Die sich nicht zu erziehen haben lassen


Ein deutschnationaler Professor ist — bitteres Los — genötigt, sich gegen den Verdacht der Bevorzugung von Ostjuden wie folgt zu wehren:

Aus Liebedienerei gegen die Studenten habe ich Einseitigkeiten nie begangen und werde sie auch nicht begehen, denn ich bin heute immer noch der Meinung, dass die Professoren die Studenten zu erziehen haben, sich aber nicht von den Studenten erst zu erziehen haben lassen... Ich stelle fest, dass während meines Dekanates keine schrankenlose Aufnahme von Ostjuden erfolgt ist und im Gegenteil die Aufnahme der Ostjuden in weitgehendster Weise und nach klar umrissenen einheitlichen Normen herabgedrückt wurde.

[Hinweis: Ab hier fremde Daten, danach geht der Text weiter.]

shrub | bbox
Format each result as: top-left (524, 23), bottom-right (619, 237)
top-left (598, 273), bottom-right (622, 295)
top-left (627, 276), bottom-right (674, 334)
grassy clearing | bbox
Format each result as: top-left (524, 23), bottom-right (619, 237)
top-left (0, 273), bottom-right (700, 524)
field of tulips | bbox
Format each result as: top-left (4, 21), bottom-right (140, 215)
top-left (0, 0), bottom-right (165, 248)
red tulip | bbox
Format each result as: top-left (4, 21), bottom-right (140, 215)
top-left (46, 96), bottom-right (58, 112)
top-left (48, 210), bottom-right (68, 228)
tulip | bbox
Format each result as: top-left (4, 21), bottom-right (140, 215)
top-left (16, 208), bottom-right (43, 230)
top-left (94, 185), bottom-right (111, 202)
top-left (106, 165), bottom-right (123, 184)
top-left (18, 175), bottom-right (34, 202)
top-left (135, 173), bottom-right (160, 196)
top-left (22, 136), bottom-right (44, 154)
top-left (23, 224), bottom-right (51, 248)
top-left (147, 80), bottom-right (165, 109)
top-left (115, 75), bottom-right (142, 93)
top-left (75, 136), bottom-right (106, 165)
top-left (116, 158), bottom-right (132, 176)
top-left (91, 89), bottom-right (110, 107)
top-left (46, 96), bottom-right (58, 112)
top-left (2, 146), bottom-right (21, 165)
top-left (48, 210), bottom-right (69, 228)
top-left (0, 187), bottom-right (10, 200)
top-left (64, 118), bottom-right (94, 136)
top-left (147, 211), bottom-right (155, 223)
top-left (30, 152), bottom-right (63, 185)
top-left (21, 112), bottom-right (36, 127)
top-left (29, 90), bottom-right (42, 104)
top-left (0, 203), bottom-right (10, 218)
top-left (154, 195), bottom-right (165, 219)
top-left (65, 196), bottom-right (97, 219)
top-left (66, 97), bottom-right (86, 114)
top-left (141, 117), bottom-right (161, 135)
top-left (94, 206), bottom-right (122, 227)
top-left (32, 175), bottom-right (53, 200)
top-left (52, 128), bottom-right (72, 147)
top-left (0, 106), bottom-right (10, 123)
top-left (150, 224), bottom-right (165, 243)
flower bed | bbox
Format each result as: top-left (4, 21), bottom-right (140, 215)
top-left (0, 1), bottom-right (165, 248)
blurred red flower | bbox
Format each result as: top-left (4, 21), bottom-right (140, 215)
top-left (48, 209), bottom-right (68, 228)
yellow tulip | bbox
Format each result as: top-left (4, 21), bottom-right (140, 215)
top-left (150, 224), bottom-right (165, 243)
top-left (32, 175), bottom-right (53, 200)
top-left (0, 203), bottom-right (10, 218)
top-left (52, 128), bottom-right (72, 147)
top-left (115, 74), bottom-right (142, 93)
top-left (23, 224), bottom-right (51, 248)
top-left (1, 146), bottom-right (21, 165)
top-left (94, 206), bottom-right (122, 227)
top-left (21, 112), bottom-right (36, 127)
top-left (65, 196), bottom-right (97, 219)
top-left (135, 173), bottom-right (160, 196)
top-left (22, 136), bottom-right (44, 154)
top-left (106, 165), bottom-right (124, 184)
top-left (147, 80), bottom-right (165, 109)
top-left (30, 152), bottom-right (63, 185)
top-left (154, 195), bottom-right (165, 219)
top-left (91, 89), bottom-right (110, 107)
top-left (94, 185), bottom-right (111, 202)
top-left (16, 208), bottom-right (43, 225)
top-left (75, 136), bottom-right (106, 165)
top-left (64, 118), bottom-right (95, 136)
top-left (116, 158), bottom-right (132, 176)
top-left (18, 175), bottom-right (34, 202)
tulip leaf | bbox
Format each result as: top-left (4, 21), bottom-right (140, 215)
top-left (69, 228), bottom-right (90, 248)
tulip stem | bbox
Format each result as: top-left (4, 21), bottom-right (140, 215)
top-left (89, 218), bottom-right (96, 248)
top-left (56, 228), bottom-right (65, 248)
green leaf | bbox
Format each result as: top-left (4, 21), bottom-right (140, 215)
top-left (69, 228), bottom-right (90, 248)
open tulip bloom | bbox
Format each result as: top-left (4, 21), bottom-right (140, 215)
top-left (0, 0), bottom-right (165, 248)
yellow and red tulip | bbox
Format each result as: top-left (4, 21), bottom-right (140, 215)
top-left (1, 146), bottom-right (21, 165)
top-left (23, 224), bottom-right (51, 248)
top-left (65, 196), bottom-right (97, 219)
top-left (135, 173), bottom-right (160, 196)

Das war insofern ein Fehler, als ich überzeugt bin, dass sich unter den Ostjuden manche finden, die mehr Gefühl für die deutsche Sprache haben als sämtliche Ostdeutschen. Dass die Aufnahme in weitgehendster Weise herabgedrückt wurde — was auch anstrengend sein muß — ist sehr bedauerlich. Aber was sollten die ostjüdischen Studenten schließlich ausrichten? Die deutschnationalen Professoren wissen ganz gut, dass sie sich nicht von ihnen zu erziehen haben lassen. Und wenn man sie fragte, ob sie sich nicht vielleicht, nämlich in der deutschen Sprache, haben erziehen zu lassen (oder erziehen zu lassen haben), so würden sie vermuten, dass man sie mit echt talmudischer Spitzfindigkeit hineinlegen will.

 

 

Januar 1924.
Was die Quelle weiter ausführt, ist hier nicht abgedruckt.